In this little book we are met with a person who is labelled and raised as a girl for their whole life until about 19, when they have some pains and a Dr. takes a look at them, only to see that they're a bit more complicated than they thought. Barbin hops through some legal hoops and is legally branded a man. This comes with excessive public judgement, but at the same time it is balanced out somewhat by rather understanding family and exceedingly christlike catholic clergy, lawyers, and supervisors.
It is clear that Barbin's separation from their first female lover was a big part of their downward spiral, but there's a certain point at which their Catholicism becomes replaced with an obsession with cemeteries and death. How exactly this transformation took place is only briefly treated, even though it's probably the most important point, since that's what led to their eventual demise. Once their love was torn away, their place in society was utterly jumbled, and their religion faded, this opened the door wide for nihilism and suicidal thoughts. With Barbin's skillset and schooling suddenly unusable, their attempts to secure a new job were extremely frustrating. The ending of the journal reminded me of Hunger by Knut Hamsun, which upon reflection is probably one of the most extreme cases of social dejection and hunger I've ever read about, roughly as bad as jews in the holocaust. Barbin, due to other things such as health issues, didn't last as long as Hamsun.
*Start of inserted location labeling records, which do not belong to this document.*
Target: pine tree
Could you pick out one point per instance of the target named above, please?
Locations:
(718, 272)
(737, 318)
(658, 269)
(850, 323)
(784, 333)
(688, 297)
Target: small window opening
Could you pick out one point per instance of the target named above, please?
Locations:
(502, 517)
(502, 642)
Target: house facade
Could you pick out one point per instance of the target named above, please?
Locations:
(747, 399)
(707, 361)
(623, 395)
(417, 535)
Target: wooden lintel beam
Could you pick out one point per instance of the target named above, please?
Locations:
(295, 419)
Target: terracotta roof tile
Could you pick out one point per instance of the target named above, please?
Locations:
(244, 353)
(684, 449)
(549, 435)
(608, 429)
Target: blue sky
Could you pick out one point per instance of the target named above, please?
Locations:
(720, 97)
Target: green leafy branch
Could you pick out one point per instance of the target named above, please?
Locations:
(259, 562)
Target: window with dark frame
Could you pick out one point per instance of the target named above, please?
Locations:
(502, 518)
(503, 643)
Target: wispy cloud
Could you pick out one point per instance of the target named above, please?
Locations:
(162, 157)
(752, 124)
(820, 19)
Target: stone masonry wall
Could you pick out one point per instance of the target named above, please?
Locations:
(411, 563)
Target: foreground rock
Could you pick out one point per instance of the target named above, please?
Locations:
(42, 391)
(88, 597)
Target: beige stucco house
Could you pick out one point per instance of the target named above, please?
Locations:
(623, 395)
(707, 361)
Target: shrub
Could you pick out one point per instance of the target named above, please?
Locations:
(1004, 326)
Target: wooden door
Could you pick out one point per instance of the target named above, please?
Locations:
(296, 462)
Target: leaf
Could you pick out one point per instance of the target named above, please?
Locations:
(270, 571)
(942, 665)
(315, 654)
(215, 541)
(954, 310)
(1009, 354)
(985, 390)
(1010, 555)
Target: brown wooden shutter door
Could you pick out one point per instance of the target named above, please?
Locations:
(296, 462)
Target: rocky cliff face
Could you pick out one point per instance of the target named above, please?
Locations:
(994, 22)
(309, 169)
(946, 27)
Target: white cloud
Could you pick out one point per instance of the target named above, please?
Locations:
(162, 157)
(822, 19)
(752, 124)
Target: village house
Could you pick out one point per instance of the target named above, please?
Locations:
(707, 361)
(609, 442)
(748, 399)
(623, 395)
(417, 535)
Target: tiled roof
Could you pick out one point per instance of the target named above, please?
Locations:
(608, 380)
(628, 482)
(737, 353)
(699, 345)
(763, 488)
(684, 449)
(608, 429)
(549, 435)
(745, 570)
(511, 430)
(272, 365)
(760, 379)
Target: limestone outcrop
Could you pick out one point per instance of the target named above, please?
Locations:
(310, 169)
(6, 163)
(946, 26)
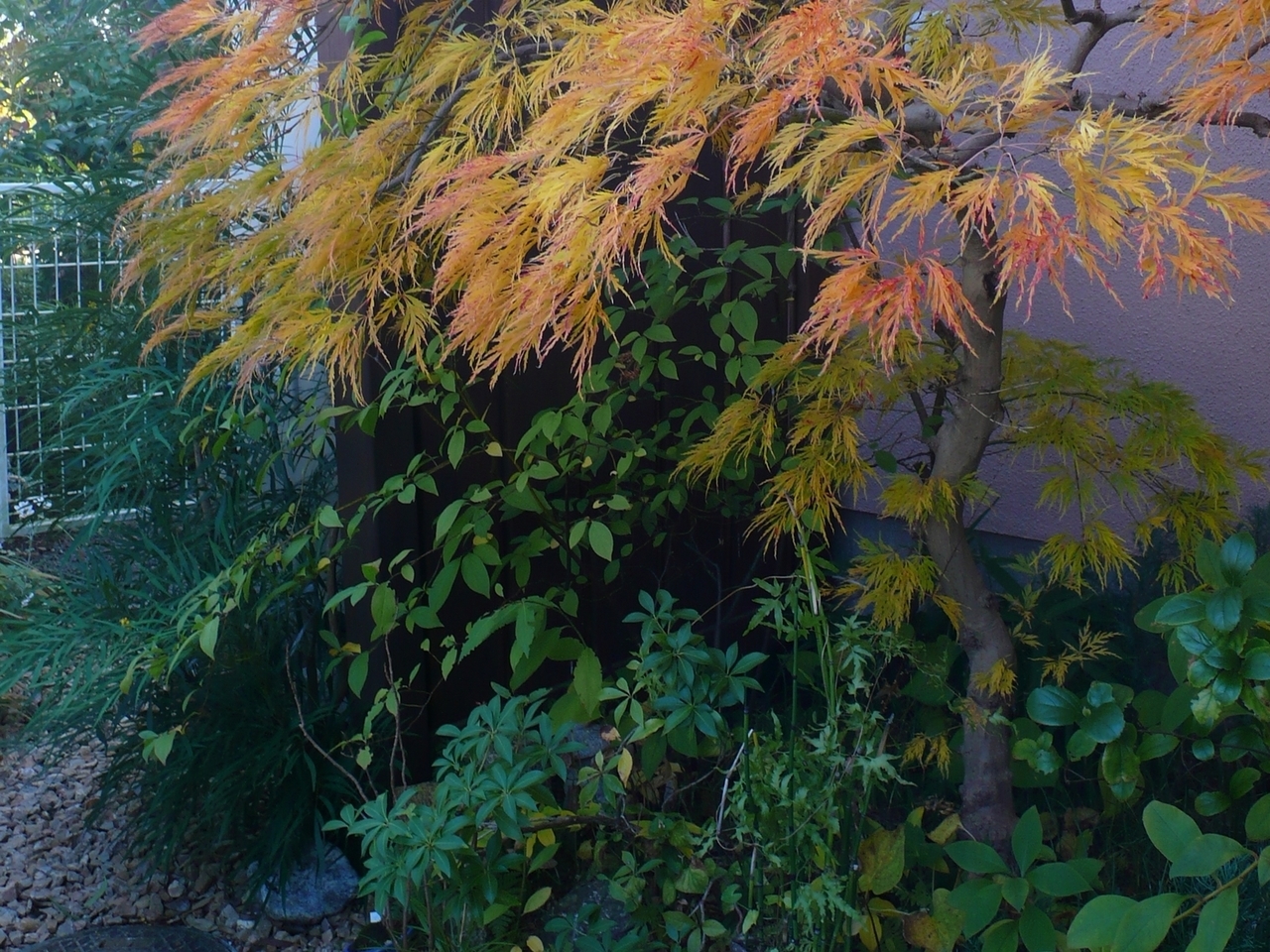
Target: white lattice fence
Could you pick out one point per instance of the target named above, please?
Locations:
(54, 277)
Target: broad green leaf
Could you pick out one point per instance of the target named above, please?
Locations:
(881, 860)
(538, 900)
(1080, 746)
(1155, 746)
(1015, 892)
(1256, 825)
(357, 671)
(1146, 925)
(1206, 708)
(1146, 617)
(1026, 839)
(1097, 921)
(1187, 608)
(1211, 802)
(382, 610)
(208, 635)
(1053, 706)
(1238, 555)
(1224, 608)
(1103, 722)
(447, 518)
(1170, 829)
(1207, 563)
(1206, 856)
(1057, 880)
(1037, 930)
(475, 574)
(1243, 780)
(979, 901)
(1120, 769)
(1216, 920)
(1256, 664)
(601, 539)
(975, 857)
(329, 518)
(1227, 687)
(1001, 937)
(588, 680)
(1193, 639)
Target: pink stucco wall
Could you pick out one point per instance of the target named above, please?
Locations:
(1219, 353)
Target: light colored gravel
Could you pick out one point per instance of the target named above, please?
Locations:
(59, 876)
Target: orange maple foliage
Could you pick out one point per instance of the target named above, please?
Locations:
(500, 180)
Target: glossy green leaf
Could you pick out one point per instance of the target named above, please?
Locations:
(1206, 856)
(475, 574)
(979, 901)
(1026, 839)
(1193, 639)
(1146, 925)
(1207, 563)
(975, 857)
(1001, 937)
(1155, 746)
(1203, 748)
(1211, 802)
(357, 670)
(1103, 724)
(1187, 608)
(1256, 664)
(1037, 930)
(1120, 769)
(1080, 746)
(538, 900)
(1227, 687)
(601, 539)
(1256, 825)
(1242, 782)
(1238, 555)
(1171, 830)
(1146, 617)
(1216, 921)
(1224, 608)
(1058, 880)
(1097, 921)
(1015, 892)
(1053, 706)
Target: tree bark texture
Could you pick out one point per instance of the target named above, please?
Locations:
(969, 420)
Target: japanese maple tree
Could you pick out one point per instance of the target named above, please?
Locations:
(495, 184)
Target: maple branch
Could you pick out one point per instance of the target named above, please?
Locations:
(1100, 24)
(1148, 108)
(1256, 46)
(448, 103)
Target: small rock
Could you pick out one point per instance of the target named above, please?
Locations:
(313, 892)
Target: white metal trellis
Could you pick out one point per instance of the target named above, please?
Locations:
(48, 266)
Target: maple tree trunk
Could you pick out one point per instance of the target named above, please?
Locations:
(969, 420)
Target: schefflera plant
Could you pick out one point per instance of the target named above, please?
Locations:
(1213, 647)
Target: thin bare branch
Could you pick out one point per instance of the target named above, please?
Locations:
(1100, 23)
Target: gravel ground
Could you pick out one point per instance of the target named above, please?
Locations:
(59, 876)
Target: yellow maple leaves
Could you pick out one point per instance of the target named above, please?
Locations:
(507, 176)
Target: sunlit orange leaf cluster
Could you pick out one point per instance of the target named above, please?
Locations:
(494, 182)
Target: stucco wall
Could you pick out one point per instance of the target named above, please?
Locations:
(1218, 353)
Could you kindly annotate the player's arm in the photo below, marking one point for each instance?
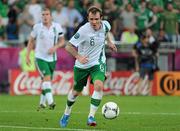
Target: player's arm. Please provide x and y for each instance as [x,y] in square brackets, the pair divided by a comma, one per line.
[111,45]
[59,44]
[72,50]
[30,47]
[135,55]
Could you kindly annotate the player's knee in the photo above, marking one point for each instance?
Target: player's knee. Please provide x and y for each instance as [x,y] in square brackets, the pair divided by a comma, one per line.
[75,93]
[47,78]
[98,85]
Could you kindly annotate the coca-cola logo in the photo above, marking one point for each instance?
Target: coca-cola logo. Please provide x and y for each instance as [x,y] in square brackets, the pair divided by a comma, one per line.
[26,83]
[169,84]
[127,85]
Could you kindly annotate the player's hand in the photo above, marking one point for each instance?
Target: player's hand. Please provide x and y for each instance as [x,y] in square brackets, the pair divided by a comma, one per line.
[28,62]
[52,50]
[82,59]
[112,47]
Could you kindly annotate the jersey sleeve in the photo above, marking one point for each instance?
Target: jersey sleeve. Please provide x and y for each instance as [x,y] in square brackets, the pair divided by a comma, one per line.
[60,31]
[77,38]
[107,26]
[34,31]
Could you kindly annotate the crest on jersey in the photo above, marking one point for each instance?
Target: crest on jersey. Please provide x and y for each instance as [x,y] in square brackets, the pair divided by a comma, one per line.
[92,43]
[77,35]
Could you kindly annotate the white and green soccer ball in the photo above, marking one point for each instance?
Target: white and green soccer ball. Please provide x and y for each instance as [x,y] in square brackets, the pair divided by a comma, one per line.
[110,110]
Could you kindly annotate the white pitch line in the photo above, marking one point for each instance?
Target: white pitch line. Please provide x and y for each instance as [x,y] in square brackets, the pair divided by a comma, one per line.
[44,128]
[124,113]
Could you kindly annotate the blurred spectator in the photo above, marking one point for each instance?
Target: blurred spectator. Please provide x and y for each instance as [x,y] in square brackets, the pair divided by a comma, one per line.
[110,13]
[4,11]
[12,27]
[22,59]
[59,16]
[2,33]
[128,16]
[157,19]
[129,36]
[145,18]
[145,55]
[35,10]
[25,23]
[162,37]
[150,36]
[158,3]
[170,23]
[74,18]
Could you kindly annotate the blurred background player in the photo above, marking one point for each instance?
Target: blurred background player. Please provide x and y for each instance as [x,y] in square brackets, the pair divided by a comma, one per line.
[49,37]
[22,59]
[90,61]
[145,54]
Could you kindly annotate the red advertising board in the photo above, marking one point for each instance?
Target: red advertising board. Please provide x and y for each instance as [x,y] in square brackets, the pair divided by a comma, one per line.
[168,83]
[124,83]
[117,83]
[30,82]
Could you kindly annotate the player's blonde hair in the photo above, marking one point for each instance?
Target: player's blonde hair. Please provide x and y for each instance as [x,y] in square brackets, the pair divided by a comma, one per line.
[94,10]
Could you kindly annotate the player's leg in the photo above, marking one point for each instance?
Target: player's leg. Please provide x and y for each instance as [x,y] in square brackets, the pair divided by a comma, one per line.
[52,66]
[142,74]
[45,73]
[80,80]
[98,77]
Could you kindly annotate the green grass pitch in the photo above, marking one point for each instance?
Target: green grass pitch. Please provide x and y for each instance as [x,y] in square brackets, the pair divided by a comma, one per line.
[137,113]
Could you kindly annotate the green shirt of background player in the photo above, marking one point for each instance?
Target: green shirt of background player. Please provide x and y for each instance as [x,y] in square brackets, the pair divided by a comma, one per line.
[48,37]
[90,61]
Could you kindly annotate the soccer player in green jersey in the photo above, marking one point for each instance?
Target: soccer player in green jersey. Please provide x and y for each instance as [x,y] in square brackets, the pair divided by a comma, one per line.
[90,61]
[47,37]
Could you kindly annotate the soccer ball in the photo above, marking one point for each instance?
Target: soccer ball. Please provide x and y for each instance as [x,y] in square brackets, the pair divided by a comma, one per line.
[110,110]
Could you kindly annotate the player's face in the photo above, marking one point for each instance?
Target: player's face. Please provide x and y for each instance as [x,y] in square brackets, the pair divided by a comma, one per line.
[95,20]
[46,17]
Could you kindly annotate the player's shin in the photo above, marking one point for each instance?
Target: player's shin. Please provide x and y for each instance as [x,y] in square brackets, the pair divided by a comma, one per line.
[47,90]
[42,98]
[95,102]
[70,101]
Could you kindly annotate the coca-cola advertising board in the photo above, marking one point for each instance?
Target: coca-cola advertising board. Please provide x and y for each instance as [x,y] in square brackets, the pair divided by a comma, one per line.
[125,83]
[168,83]
[22,83]
[117,83]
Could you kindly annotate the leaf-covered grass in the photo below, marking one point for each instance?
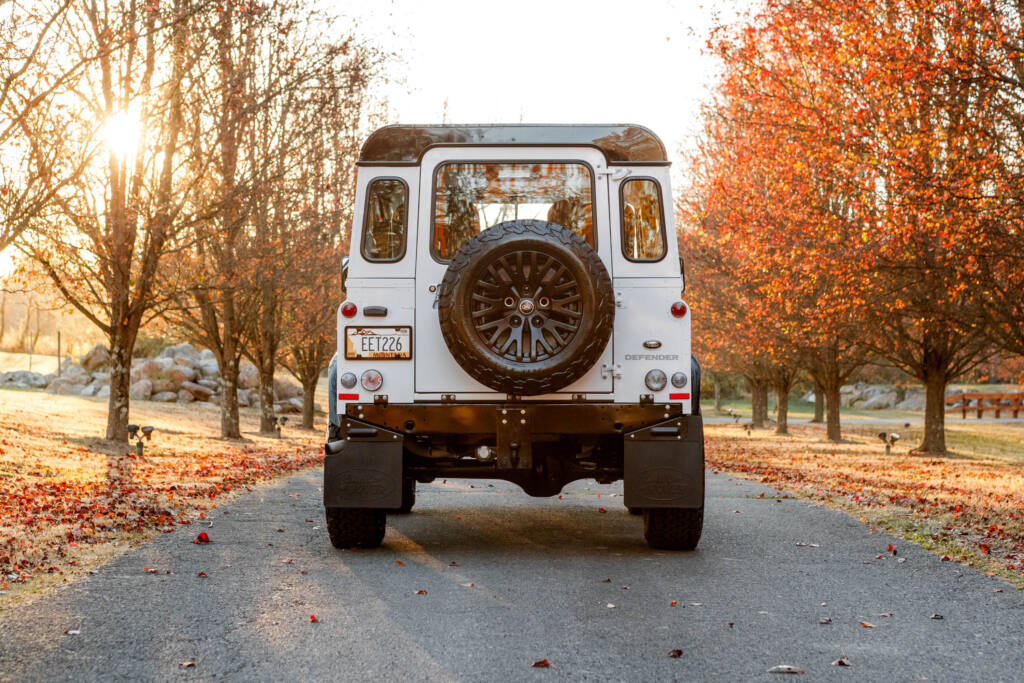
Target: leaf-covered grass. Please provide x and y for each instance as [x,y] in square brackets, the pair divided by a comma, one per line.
[968,506]
[71,501]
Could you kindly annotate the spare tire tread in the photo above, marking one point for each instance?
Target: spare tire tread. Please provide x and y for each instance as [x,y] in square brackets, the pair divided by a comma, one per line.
[586,356]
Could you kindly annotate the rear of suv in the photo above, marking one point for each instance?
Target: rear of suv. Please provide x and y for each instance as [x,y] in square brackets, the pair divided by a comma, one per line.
[513,311]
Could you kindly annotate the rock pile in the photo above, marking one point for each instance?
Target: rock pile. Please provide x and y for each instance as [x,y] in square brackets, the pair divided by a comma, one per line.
[878,397]
[180,374]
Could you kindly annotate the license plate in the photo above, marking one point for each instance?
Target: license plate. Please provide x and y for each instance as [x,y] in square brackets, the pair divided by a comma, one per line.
[378,343]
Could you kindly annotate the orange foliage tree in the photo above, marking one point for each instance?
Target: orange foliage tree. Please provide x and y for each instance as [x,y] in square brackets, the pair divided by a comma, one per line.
[848,157]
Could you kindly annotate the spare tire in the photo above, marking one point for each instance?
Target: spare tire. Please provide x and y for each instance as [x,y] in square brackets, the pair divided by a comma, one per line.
[526,307]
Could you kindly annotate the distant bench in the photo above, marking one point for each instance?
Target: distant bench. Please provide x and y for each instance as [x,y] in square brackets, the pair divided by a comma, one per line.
[1015,402]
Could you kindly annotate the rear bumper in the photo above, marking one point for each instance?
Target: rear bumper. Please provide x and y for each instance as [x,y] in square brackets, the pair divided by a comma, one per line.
[656,450]
[523,418]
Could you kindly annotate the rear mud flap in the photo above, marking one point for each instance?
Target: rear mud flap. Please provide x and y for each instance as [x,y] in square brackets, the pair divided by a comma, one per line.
[664,465]
[367,472]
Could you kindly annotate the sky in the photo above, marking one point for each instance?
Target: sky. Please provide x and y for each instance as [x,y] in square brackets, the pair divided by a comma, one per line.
[543,61]
[547,60]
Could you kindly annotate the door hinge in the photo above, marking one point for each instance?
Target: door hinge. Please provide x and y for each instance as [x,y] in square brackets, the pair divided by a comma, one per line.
[613,371]
[614,173]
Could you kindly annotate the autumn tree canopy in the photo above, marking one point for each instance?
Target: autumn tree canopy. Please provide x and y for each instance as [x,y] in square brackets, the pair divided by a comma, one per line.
[846,178]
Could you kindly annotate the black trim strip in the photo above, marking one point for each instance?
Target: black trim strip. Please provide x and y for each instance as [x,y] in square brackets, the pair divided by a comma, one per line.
[619,142]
I sincerely hope God spared Barbin from their sin and had mercy on them. This little journal was moving, and, as I said earlier, would be the best tactical move to make LGBTQIA inroads among christians. Time will tell how this all pans out, because I fear the partisan bloc of "LGBTQIA" means that they are a package deal and you can't have one without all the others. This is what I meant about their politicization. It is a good thing that these heavily marginalized people (such as intersex folks) have a political voice, but it's a shame that it has so much baggage, both politically and philosophically. That baggage is largely what Christians balk at (which thus causes them to mistrust and mistreat such groups when they wouldn't have previously). The openness which leftists ask of conservatives would go far if applied to the leftist in the mirror.